LOL KK osso. I hope the pictures of the paintings I posted don't disappear again too.
Osso, I don't know if I have posted enough for you to really give me an interpretation as to how I view art. I think it would be helpful to me to know how others see it.
Thankyou, Angelique for the wonderful deKooning.
Could we have de Kooning without Picasso...I doubt it.
Your welcome. I really don't know. I wonder what picasso would have said about kooning's woman paintings.
Out of personal curiosity, goodstein-shapiro, who were you on Abuzz?
G-S, "Night Fishing at Antibes" is particularly beautiful: rich atmosphere, lovely color, subtle but powerful geometry.
Is the large pale disc with a spiral in it--right above the principal fisherman's head--the moon? If so, this is quite the line of light: moon to fisherman's face to his lamp, to the circle of light in the water--and multiple reflections back-and-forth.

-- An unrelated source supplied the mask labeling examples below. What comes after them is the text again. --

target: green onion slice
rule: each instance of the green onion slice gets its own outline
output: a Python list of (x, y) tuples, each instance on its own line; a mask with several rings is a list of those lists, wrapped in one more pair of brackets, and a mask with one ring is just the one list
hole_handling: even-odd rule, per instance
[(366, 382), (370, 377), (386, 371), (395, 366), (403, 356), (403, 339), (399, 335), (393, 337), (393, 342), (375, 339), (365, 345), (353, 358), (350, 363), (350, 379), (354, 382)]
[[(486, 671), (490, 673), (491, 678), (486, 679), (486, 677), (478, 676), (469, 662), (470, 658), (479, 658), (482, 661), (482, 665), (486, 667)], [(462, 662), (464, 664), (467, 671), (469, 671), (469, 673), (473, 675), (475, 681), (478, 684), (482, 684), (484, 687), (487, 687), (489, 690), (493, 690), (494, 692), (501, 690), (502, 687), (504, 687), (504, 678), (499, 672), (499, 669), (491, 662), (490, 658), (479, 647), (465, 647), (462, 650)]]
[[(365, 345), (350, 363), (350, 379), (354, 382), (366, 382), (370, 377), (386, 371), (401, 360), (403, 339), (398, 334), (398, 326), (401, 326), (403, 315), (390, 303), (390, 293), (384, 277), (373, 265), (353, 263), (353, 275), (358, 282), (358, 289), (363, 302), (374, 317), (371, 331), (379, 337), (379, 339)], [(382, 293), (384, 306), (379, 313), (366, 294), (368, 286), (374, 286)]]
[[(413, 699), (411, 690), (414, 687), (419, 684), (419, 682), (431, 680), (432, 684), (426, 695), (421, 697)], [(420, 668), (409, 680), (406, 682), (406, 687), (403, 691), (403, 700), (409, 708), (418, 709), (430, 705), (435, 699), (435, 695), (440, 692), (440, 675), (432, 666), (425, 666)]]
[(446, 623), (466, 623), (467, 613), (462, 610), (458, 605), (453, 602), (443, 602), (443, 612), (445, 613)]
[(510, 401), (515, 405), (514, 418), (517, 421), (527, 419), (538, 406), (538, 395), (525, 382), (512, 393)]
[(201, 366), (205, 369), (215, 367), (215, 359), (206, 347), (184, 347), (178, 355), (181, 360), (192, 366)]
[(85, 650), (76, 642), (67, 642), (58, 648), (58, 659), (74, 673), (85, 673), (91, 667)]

Yesterday, I heard a short feature on the radio about one of the Cape Verde Islands. Fishing from the town pier is, as in Picasso's painting, an activity that draws spectators. If the islanders were not so deeply impoverished, this scene would be very pleasingly nostalgic of a time of closer communities. For similar reasons, I love seeing the bicyclists watching the fishing in Picasso's painting.
Where I live in rural Maine, come alewife season, there are still occasional night parties, during which everyone drinks a lot of beer, wades into the icy water and nets the fish by flashlight and, sometimes, car headlights. Older folks have told me that I should have seen this done by kerosene lantern--that it was gorgeous to look at on a dark night. I'll bet!
AE, Yes! Picasso and deKooning had somewhat similar relationships with women, though [you might enjoy the new Swann biography DE KOONING] Picasso seems to have committed himself more deeply, more often than deKooning did. Both painters could be mean, exploitative, and manipulative with women, BUT I'm not at all sure that the distortion of form that you see in Picasso's WEEPING WOMAN
or deKooning's WOMAN came from a personal need to distort the images of women. I believe that the "distortion" was more the way the painters "saw" their world than it was a direct commentary on women.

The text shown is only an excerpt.